Weck’arerr roared in pain and outrage, taking in the whole army and Cyrus in one glance. Cyrus could read the emotion on the dragon’s face, transfusing into anger as he opened his mouth to belch forth toxicity. Weck’arerr wavered between Cyrus and the army beyond, and instinctively, Cyrus leapt in front of the bastard’s mouth, stabbing him in the discolored, light green gums and cutting a tooth clean out of its mouth as the dragon roared and sprayed him with green liquid.

It covered Cyrus’s face and armor, blinding him instantly. His skin burned, nerve endings screaming in pain. Cyrus held onto his sword, clenching it tightly as the corrosive spray ate into his face and eyes, and he struck blindly at where he knew the dragon had been only a moment earlier, not ignoring his pain but channeling it into a rage of his own. His reward was a scream, the hint of resistance that told him Praelior had hit scale or tooth or bone, and he stabbed back once his strike was through, ignoring the sensation of his very flesh peeling off his face.

A healing spell brought warmth and feeling back to Cyrus’s face, and his sight was restored long enough for him to catch a glance of blood and skin and a toxic green hissing on his breastplate and below. His armor looked as though it had been dipped in Weck’arerr’s bed, but he felt nothing beneath it to concern him, just the sense of residual burning from where the healing spell had left him phantom pain.
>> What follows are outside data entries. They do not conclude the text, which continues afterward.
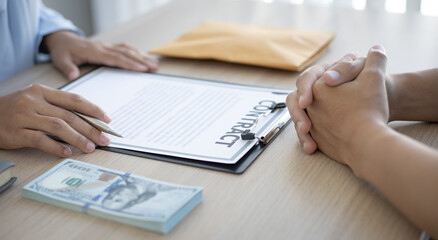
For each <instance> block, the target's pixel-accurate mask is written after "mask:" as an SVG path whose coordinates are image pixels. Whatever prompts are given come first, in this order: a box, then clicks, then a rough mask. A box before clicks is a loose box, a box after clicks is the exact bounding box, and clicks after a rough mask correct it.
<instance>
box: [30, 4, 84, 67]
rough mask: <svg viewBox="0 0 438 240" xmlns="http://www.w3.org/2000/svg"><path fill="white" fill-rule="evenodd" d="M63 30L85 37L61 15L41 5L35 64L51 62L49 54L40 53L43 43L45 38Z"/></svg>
mask: <svg viewBox="0 0 438 240" xmlns="http://www.w3.org/2000/svg"><path fill="white" fill-rule="evenodd" d="M61 30H67V31H72V32H75V33H76V34H78V35H80V36H84V33H83V32H82V31H81V30H80V29H79V28H77V27H76V26H75V25H74V24H73V23H72V22H71V21H70V20H67V19H65V18H64V17H63V16H62V15H61V14H59V13H58V12H56V11H55V10H53V9H50V8H47V7H46V6H44V4H41V5H40V9H39V27H38V34H37V37H36V41H35V56H36V57H35V62H36V63H39V62H47V61H49V60H50V55H49V54H48V53H42V52H40V46H41V42H42V41H43V37H44V36H46V35H48V34H51V33H54V32H58V31H61Z"/></svg>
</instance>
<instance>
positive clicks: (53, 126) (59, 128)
mask: <svg viewBox="0 0 438 240" xmlns="http://www.w3.org/2000/svg"><path fill="white" fill-rule="evenodd" d="M64 126H65V122H64V121H63V120H61V119H59V118H55V119H52V120H50V129H52V130H53V132H57V131H59V130H61V129H63V128H64Z"/></svg>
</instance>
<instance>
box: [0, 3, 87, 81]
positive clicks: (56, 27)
mask: <svg viewBox="0 0 438 240" xmlns="http://www.w3.org/2000/svg"><path fill="white" fill-rule="evenodd" d="M61 30H68V31H72V32H75V33H77V34H79V35H83V33H82V31H81V30H79V28H77V27H76V26H75V25H74V24H73V23H72V22H71V21H69V20H67V19H65V18H64V17H63V16H62V15H61V14H59V13H57V12H56V11H54V10H52V9H49V8H47V7H45V6H44V4H43V3H42V2H41V0H0V81H3V80H5V79H7V78H10V77H12V76H14V75H16V74H17V73H19V72H22V71H24V70H26V69H28V68H30V67H32V66H33V65H35V64H36V63H39V62H44V61H49V60H50V55H49V54H48V53H42V52H40V45H41V42H42V40H43V37H44V36H45V35H47V34H50V33H54V32H57V31H61Z"/></svg>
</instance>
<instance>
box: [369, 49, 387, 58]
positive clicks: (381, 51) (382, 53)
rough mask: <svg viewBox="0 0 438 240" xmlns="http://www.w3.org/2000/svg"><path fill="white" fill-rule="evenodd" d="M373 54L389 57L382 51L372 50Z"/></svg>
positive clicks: (371, 53)
mask: <svg viewBox="0 0 438 240" xmlns="http://www.w3.org/2000/svg"><path fill="white" fill-rule="evenodd" d="M371 54H373V55H375V56H378V57H379V58H383V59H385V60H386V59H387V56H386V54H385V53H383V52H382V51H372V52H371Z"/></svg>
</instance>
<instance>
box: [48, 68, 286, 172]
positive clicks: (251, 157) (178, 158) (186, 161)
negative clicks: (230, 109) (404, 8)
mask: <svg viewBox="0 0 438 240" xmlns="http://www.w3.org/2000/svg"><path fill="white" fill-rule="evenodd" d="M96 70H97V69H95V70H93V71H91V72H89V73H87V74H85V75H83V76H81V78H82V77H84V76H86V75H89V74H93V72H94V71H96ZM156 75H161V76H169V77H178V78H187V79H192V80H199V81H210V82H216V81H213V80H206V79H199V78H188V77H182V76H174V75H166V74H156ZM69 84H71V83H68V84H66V85H64V86H62V87H61V88H60V89H62V88H64V87H67V86H68V85H69ZM226 84H230V85H238V86H246V85H242V84H235V83H226ZM278 94H284V95H286V94H287V93H278ZM290 122H291V119H289V120H288V121H286V122H284V123H282V124H281V125H278V126H277V131H276V132H275V133H274V134H273V135H272V136H270V139H269V140H268V141H266V142H261V141H259V142H258V144H256V145H254V146H253V147H252V148H251V149H250V150H249V151H248V152H247V153H246V154H245V155H244V156H243V157H241V159H240V160H239V161H237V162H236V163H234V164H225V163H216V162H208V161H201V160H193V159H188V158H182V157H176V156H170V155H162V154H156V153H150V152H143V151H136V150H130V149H124V148H117V147H108V146H105V147H102V146H98V147H97V148H98V149H102V150H106V151H111V152H116V153H122V154H127V155H132V156H137V157H143V158H148V159H154V160H159V161H165V162H170V163H176V164H182V165H186V166H192V167H199V168H205V169H210V170H216V171H222V172H227V173H234V174H241V173H243V172H244V171H245V170H246V169H247V168H248V167H249V166H250V165H251V164H252V163H253V162H254V160H255V159H256V158H257V157H258V156H259V155H260V154H261V153H262V152H263V150H264V149H265V148H266V147H268V146H269V144H270V143H271V142H272V141H273V140H274V139H275V138H276V137H277V136H278V134H280V133H281V132H282V131H283V129H284V128H285V127H286V126H287V125H288V124H289V123H290ZM54 139H58V138H56V137H55V138H54ZM58 140H59V139H58Z"/></svg>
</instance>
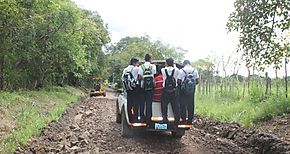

Weck’arerr stood before him, jagged cuts on his lip and nose, and Cyrus struck at him again as the dragon spat another burst of bile directly at him, a spray large enough to cover him completely. Cyrus’s vision once again vanished. The pain followed a moment later, as though someone had taken a torch and thrust it into his helm’s open face, rubbing it into his eyes, against his forehead and nose, burning them off completely. Stray searing bolts ran across his scalp, and the smell of disgusting acridness disappeared as his nose was once more burned completely off by the acid bath.

In spite of this, Cyrus struck twice more into the face in front of him, staggering ahead blindly, sensing the dragon reeling away from him by the sound of his screeches. He swung again and missed, then struck once more as he raised his blade and speared it forward.

The next healing spell hit him and threw the pain back some distance, leaving a little more than the normal residual pain. Cyrus realized that some of the acidic liquid was trapped between his helm and his skull, and the scent of chemicals burning his hair drifted into his reconstituted nose. He ignored the feeling like a claw rubbing against his scalp and drove himself into the face of the dragon again as it recoiled away from him. He plunged his blade under its jaw as it tried to lift its neck higher, and then it jerked down, yanking him toward the toxic nest below. Cyrus caught his footing on the invisible platform the Falcon’s Essence spell provided and extracted Praelior from where it was stuck, plunging it into the roof of Weck’arerr’s open mouth just as another splash of the dragon’s breath belched forth.